Recent talk: https://www.youtube.com/watch?v=ETZfkkv6V7Y

LeCun, "Mathematical Obstacles on the Way to Human-Level AI"

Slide (Why autoregressive models suck)

https://xcancel.com/ravi_mohan/status/1906612309880930641

  • hatefulmoron a day ago

    Maybe someone can explain it to me, but isn't that slide sort of just describing what makes solving problems hard in general? That there are many more decisions which put you on an inevitable path of failure?

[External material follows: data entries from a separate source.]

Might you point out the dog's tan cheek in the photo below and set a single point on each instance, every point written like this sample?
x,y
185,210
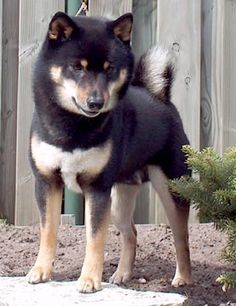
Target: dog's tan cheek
x,y
56,74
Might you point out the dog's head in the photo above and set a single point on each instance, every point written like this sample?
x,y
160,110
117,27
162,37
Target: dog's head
x,y
89,61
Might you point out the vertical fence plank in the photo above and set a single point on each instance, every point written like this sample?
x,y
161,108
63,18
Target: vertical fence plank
x,y
218,125
212,72
109,8
34,20
10,33
229,74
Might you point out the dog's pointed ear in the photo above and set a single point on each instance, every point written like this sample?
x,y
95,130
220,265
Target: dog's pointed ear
x,y
61,27
122,27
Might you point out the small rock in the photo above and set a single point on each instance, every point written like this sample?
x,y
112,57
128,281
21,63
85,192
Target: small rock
x,y
142,280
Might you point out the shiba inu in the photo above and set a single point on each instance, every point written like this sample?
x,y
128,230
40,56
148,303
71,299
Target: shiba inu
x,y
102,126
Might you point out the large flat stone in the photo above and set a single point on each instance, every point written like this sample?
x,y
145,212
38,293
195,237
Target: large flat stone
x,y
15,291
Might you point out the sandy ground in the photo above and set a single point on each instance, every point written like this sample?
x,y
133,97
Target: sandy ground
x,y
155,260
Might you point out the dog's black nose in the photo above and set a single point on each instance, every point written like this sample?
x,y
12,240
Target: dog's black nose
x,y
95,103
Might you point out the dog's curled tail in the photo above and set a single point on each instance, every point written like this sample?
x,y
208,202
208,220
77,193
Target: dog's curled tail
x,y
155,72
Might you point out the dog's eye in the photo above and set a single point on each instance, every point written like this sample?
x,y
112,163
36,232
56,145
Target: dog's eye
x,y
111,69
77,67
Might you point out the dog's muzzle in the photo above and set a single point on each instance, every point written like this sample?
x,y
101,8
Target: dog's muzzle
x,y
95,103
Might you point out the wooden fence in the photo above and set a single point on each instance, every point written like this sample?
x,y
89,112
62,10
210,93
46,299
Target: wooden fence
x,y
202,34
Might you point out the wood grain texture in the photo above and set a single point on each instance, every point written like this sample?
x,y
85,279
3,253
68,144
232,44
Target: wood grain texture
x,y
109,8
34,20
10,33
229,75
212,74
218,107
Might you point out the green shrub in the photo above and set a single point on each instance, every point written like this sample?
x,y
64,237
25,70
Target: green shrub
x,y
212,190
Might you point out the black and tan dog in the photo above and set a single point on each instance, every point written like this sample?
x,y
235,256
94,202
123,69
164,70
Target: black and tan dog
x,y
102,129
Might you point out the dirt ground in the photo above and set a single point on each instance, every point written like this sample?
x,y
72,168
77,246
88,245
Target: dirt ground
x,y
155,260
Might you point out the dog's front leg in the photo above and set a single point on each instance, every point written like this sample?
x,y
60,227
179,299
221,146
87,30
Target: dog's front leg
x,y
97,208
49,198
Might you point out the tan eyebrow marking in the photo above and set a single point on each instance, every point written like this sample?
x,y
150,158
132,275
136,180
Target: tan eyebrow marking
x,y
106,65
84,63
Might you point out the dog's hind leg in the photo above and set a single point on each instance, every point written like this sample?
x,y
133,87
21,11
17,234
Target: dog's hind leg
x,y
178,217
97,207
122,209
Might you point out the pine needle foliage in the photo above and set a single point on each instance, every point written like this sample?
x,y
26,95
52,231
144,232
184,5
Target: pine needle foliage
x,y
212,190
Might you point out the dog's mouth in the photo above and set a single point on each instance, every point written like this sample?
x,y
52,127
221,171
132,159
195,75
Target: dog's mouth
x,y
87,113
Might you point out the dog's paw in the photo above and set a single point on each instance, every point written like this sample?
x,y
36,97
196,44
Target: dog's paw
x,y
120,277
88,285
39,274
180,281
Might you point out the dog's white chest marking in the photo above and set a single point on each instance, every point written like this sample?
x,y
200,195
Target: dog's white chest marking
x,y
90,162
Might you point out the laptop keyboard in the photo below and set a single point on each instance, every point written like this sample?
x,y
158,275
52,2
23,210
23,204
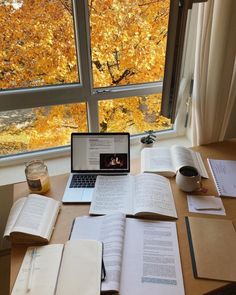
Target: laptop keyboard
x,y
83,181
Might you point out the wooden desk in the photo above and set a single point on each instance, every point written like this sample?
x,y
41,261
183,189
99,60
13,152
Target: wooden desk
x,y
223,150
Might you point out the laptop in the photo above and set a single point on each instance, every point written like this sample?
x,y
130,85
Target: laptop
x,y
95,154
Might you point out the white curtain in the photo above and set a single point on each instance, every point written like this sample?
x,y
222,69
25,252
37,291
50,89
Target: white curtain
x,y
214,91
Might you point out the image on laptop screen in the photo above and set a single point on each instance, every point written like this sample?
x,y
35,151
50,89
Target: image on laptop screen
x,y
100,153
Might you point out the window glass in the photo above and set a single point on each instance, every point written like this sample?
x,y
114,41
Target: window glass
x,y
133,114
40,128
37,45
128,41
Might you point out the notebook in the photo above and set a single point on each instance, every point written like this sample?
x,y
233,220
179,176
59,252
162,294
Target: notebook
x,y
95,154
224,175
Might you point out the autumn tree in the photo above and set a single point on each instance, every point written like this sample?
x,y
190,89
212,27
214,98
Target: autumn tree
x,y
128,42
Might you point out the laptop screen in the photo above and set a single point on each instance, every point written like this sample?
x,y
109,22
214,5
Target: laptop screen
x,y
100,152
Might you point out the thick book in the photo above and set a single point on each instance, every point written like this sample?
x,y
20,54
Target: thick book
x,y
32,219
140,256
224,176
212,247
167,161
137,195
57,269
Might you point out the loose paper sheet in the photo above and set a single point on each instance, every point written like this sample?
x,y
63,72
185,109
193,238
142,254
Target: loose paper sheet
x,y
205,205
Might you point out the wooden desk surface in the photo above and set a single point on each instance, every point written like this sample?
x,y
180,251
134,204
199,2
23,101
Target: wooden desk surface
x,y
223,150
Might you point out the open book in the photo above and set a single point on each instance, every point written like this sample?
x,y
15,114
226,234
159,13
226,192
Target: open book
x,y
139,195
167,161
32,219
140,256
73,268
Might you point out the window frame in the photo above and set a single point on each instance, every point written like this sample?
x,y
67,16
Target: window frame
x,y
83,91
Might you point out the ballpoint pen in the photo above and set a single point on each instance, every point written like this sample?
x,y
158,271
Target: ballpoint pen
x,y
31,269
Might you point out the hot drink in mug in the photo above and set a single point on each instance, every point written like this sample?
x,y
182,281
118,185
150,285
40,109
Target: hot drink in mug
x,y
188,179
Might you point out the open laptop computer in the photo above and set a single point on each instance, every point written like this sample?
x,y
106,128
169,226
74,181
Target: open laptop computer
x,y
95,154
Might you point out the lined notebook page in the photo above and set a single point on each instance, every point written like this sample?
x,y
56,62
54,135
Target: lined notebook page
x,y
224,175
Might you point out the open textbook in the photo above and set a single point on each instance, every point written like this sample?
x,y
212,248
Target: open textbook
x,y
167,161
139,195
57,269
140,256
32,219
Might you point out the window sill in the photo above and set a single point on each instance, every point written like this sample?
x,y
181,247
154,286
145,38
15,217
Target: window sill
x,y
60,165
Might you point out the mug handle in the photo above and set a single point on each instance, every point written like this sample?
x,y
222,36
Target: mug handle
x,y
201,188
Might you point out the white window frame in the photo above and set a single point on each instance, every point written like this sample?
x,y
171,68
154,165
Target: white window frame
x,y
81,92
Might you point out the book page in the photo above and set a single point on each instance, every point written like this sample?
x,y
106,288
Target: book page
x,y
157,160
14,213
39,276
153,195
110,230
112,194
35,216
80,271
151,261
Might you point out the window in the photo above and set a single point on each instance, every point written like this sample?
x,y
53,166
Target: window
x,y
96,65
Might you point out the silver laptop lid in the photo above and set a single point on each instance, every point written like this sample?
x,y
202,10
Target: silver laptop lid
x,y
100,153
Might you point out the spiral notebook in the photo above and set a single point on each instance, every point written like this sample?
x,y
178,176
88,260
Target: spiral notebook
x,y
224,175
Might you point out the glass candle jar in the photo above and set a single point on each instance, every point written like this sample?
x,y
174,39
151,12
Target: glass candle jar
x,y
36,173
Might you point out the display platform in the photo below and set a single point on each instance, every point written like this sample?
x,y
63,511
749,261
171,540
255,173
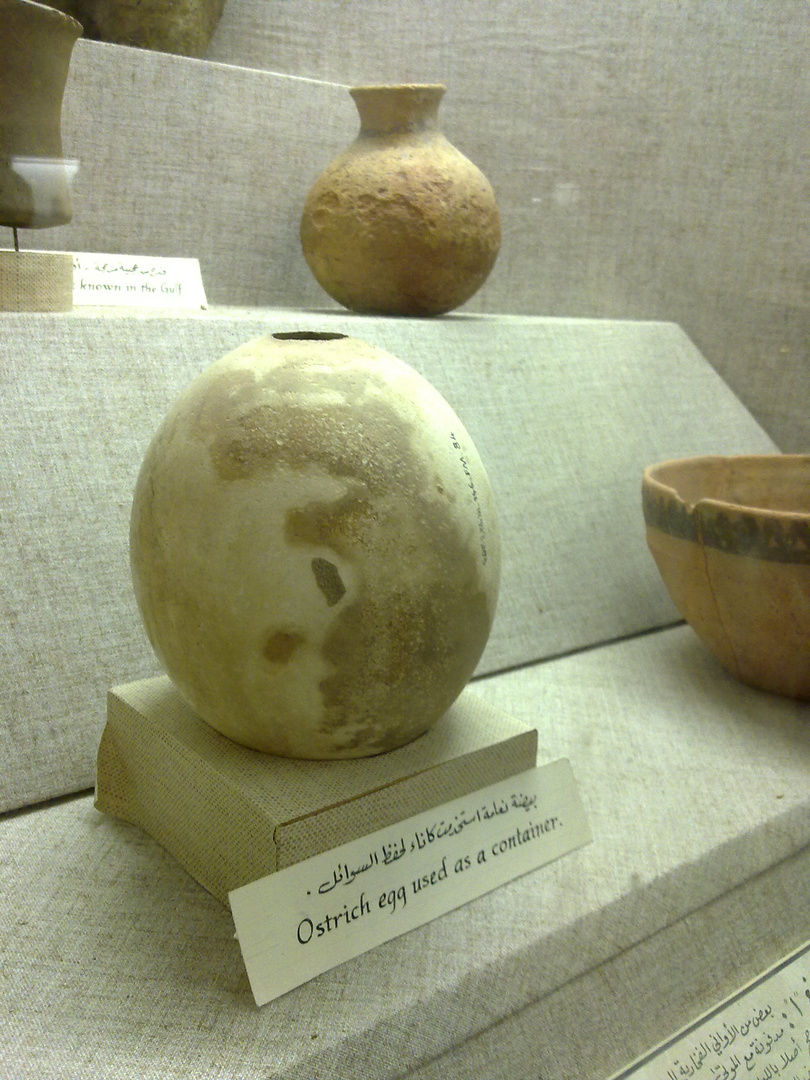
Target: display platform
x,y
231,815
565,414
117,963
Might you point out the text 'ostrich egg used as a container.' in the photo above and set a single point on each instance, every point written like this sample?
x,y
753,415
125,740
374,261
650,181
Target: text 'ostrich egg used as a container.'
x,y
314,548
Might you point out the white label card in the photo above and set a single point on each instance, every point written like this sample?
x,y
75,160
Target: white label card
x,y
300,921
130,281
760,1033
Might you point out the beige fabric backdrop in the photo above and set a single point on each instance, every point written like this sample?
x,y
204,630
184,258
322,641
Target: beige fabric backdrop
x,y
651,160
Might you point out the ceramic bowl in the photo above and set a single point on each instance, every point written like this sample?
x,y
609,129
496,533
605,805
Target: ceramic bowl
x,y
731,539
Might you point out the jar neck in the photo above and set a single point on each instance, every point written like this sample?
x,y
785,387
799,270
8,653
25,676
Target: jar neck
x,y
389,110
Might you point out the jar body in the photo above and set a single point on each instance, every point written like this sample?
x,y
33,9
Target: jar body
x,y
401,223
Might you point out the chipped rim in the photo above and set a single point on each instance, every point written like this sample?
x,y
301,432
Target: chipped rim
x,y
777,536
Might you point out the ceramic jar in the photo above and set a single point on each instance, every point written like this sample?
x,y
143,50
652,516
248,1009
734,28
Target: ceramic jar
x,y
401,223
184,27
36,44
314,548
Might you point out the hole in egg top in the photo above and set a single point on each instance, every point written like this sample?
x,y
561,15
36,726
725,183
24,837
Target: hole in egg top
x,y
314,548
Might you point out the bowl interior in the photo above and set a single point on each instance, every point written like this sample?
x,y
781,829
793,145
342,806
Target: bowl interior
x,y
779,483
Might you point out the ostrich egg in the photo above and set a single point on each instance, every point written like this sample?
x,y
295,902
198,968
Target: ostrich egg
x,y
314,548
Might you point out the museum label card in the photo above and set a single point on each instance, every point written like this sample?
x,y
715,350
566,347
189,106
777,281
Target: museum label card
x,y
760,1033
138,281
312,916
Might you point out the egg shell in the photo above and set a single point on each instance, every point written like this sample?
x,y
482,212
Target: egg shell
x,y
314,548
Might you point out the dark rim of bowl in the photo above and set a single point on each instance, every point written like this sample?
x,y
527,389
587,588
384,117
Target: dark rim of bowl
x,y
773,536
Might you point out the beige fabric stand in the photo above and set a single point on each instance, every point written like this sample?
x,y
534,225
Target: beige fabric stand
x,y
118,964
231,815
36,281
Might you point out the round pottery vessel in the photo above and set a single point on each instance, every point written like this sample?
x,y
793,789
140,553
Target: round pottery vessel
x,y
36,44
314,548
731,539
401,223
184,27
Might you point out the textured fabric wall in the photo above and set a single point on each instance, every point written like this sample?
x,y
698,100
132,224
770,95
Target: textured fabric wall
x,y
650,160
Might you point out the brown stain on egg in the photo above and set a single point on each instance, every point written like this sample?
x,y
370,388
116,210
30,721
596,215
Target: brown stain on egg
x,y
328,580
281,645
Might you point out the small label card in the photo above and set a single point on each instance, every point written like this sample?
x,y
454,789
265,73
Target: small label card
x,y
138,281
761,1031
304,920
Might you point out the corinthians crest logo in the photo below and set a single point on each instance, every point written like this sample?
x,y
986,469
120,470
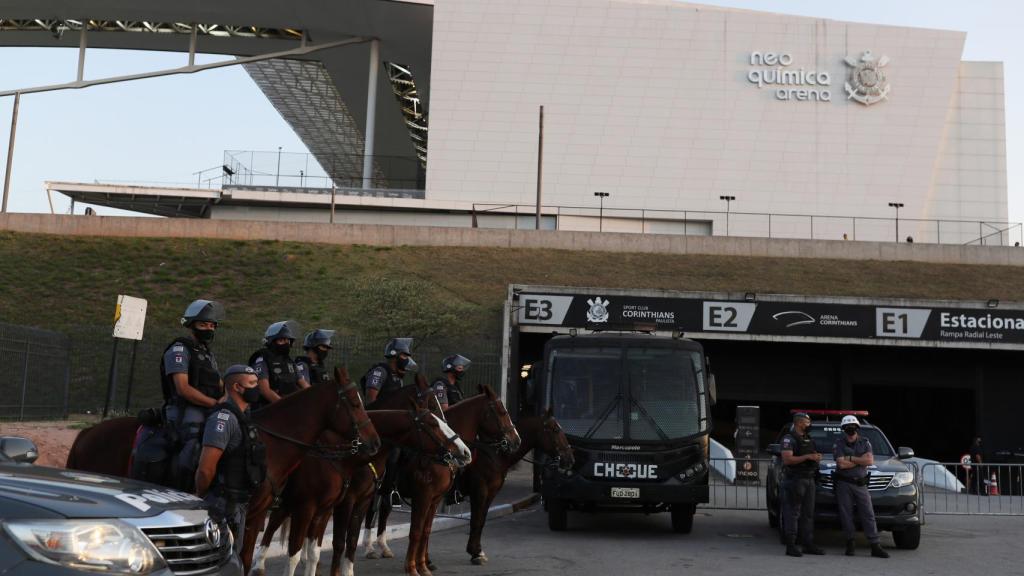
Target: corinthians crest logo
x,y
867,83
598,311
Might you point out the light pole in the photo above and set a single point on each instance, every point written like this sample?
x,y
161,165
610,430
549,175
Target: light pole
x,y
276,181
600,216
728,201
896,205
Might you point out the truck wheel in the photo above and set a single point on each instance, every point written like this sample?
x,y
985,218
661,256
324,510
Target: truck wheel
x,y
682,518
907,538
557,516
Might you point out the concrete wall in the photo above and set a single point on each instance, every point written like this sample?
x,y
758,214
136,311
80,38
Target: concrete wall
x,y
561,240
651,100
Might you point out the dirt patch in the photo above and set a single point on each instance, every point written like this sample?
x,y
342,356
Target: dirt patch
x,y
53,439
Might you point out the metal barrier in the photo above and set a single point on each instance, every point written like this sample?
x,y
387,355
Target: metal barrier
x,y
745,492
951,488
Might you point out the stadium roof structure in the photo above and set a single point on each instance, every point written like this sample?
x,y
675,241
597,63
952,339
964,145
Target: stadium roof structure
x,y
323,95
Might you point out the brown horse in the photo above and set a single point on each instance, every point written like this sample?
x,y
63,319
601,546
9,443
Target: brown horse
x,y
483,414
492,460
317,486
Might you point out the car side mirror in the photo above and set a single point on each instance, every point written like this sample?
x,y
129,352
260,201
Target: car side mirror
x,y
18,449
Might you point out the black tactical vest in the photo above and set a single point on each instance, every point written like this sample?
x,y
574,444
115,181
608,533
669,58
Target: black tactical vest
x,y
281,371
803,445
242,470
203,374
391,382
317,372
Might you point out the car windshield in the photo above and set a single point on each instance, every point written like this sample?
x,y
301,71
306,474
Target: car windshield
x,y
824,437
643,394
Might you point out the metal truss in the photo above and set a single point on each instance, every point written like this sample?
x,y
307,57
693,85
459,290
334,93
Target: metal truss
x,y
403,86
58,27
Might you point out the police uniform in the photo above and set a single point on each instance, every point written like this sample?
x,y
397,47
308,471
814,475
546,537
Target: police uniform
x,y
381,378
280,370
850,486
185,356
799,487
241,469
310,371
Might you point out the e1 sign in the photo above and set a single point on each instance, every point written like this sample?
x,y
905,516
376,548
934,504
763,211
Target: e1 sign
x,y
129,318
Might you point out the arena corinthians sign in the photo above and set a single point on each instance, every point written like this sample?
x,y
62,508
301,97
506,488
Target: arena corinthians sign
x,y
773,71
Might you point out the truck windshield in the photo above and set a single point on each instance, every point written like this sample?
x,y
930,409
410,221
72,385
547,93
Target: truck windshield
x,y
642,394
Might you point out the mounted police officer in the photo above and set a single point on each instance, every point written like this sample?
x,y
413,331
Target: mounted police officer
x,y
853,455
274,368
192,385
312,367
446,386
233,460
386,377
800,458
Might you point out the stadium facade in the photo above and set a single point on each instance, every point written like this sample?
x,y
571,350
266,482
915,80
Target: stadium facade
x,y
670,108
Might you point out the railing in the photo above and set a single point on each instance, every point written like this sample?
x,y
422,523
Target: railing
x,y
978,490
757,224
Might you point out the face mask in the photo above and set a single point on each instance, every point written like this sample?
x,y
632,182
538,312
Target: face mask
x,y
251,396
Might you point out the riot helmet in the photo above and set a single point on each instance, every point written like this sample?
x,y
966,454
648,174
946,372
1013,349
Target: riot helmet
x,y
397,346
453,364
203,311
318,337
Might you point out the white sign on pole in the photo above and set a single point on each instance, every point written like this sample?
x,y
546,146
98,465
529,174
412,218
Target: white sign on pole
x,y
129,318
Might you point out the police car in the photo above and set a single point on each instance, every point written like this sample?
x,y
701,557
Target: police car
x,y
64,522
892,483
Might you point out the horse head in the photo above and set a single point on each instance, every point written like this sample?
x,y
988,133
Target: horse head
x,y
498,422
353,421
451,449
553,441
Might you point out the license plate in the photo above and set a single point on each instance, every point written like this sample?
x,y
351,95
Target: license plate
x,y
625,492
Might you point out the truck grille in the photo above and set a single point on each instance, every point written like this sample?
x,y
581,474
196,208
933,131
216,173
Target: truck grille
x,y
876,482
187,548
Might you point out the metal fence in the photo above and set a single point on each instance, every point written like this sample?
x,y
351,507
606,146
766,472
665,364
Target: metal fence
x,y
977,490
34,373
48,375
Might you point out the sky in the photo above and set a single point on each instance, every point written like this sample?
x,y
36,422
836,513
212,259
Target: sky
x,y
164,130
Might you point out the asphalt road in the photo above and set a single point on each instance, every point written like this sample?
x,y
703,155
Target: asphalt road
x,y
723,542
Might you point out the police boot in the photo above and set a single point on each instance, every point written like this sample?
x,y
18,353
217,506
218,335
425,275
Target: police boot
x,y
810,548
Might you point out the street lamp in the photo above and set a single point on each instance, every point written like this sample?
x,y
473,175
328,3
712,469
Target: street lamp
x,y
896,205
600,217
728,201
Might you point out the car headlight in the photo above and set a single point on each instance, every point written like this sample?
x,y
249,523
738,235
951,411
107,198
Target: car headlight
x,y
902,479
101,545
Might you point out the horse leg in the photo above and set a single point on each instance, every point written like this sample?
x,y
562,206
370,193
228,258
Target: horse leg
x,y
259,559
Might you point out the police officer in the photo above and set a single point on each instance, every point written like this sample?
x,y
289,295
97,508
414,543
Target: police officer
x,y
192,385
853,455
386,376
800,458
232,463
275,370
312,367
446,386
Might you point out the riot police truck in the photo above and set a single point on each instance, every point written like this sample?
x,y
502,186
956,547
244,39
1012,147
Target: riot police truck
x,y
633,400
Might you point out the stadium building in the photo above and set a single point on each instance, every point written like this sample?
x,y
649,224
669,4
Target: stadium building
x,y
691,119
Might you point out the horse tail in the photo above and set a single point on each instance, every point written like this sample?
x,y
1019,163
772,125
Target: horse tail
x,y
283,531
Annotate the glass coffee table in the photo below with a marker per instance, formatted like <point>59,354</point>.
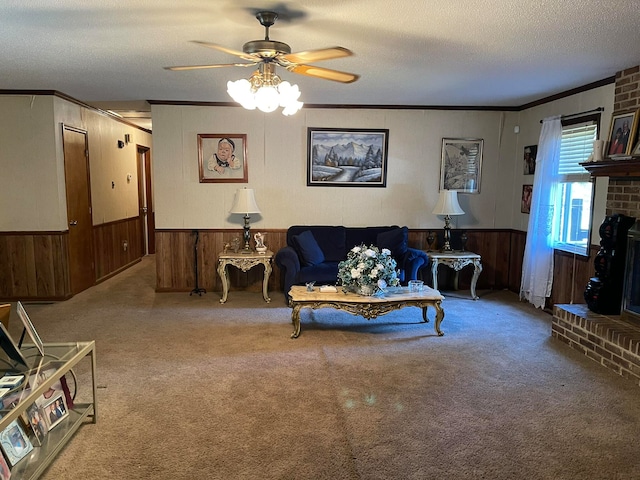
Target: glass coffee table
<point>368,307</point>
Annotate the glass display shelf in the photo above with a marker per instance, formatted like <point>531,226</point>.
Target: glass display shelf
<point>62,357</point>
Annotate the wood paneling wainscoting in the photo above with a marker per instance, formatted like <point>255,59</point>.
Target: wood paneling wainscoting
<point>501,249</point>
<point>112,255</point>
<point>34,265</point>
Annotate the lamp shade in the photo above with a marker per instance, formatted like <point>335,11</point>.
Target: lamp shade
<point>245,202</point>
<point>448,203</point>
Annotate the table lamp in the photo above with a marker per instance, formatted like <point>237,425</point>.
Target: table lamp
<point>245,203</point>
<point>447,205</point>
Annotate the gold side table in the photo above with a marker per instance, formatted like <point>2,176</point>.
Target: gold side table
<point>245,262</point>
<point>456,260</point>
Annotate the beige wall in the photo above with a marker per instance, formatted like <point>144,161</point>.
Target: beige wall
<point>32,196</point>
<point>277,163</point>
<point>108,163</point>
<point>32,157</point>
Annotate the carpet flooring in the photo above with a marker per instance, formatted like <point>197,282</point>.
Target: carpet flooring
<point>192,389</point>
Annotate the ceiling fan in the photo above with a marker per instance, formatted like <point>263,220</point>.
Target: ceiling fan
<point>268,53</point>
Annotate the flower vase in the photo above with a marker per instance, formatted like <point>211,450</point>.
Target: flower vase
<point>367,290</point>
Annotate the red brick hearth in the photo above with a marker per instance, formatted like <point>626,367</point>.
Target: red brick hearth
<point>608,340</point>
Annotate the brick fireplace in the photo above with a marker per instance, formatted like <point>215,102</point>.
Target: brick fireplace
<point>611,340</point>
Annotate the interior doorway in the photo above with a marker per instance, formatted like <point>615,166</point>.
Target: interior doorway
<point>76,171</point>
<point>145,200</point>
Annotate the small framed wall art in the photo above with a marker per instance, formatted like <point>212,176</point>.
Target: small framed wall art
<point>529,159</point>
<point>622,133</point>
<point>525,204</point>
<point>347,157</point>
<point>222,158</point>
<point>461,166</point>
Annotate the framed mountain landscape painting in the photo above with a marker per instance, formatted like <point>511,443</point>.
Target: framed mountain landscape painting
<point>354,157</point>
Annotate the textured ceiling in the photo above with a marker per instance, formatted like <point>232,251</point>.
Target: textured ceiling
<point>408,52</point>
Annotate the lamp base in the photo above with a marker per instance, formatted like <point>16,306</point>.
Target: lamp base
<point>447,235</point>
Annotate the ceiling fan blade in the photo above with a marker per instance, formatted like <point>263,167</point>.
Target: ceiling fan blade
<point>202,67</point>
<point>324,73</point>
<point>311,56</point>
<point>230,51</point>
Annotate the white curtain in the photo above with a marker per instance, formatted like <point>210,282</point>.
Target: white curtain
<point>537,266</point>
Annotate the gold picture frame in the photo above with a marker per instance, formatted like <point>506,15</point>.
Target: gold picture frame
<point>622,133</point>
<point>222,158</point>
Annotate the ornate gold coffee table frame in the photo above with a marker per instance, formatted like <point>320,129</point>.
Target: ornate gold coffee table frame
<point>367,307</point>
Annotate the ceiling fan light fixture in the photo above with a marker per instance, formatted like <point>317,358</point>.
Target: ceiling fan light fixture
<point>265,91</point>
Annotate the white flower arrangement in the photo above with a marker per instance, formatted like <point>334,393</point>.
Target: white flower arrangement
<point>368,266</point>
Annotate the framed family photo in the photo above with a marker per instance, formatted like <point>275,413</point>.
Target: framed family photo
<point>525,204</point>
<point>622,133</point>
<point>461,166</point>
<point>529,159</point>
<point>222,158</point>
<point>354,157</point>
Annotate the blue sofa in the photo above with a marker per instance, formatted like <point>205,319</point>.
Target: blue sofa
<point>313,252</point>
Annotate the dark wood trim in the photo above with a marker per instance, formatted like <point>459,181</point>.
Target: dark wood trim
<point>66,97</point>
<point>119,270</point>
<point>345,106</point>
<point>614,168</point>
<point>535,103</point>
<point>53,232</point>
<point>568,93</point>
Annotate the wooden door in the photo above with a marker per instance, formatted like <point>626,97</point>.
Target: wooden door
<point>145,199</point>
<point>76,170</point>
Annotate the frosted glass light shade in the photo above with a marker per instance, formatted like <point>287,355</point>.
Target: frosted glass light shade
<point>245,202</point>
<point>448,204</point>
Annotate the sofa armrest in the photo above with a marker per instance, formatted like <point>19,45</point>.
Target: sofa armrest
<point>414,260</point>
<point>287,260</point>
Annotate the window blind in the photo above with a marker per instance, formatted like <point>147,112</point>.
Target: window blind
<point>575,148</point>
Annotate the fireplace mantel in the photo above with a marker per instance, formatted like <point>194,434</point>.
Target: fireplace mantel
<point>614,168</point>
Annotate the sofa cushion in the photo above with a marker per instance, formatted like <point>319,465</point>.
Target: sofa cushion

    "Probability e that any produced [choice] takes us outside the set of correct answers .. probability that answer of length n is correct: P(correct) = (1-e)^{n}"

    • somenameforme a day ago

      I think he's focusing on the distinction between facts and output for humans and drawing a parallel to LLMs.

      If I ask you something that you know the answer to, the words you use and that fact iself are distinct entities. You're just giving me a presentation layer for fact #74719.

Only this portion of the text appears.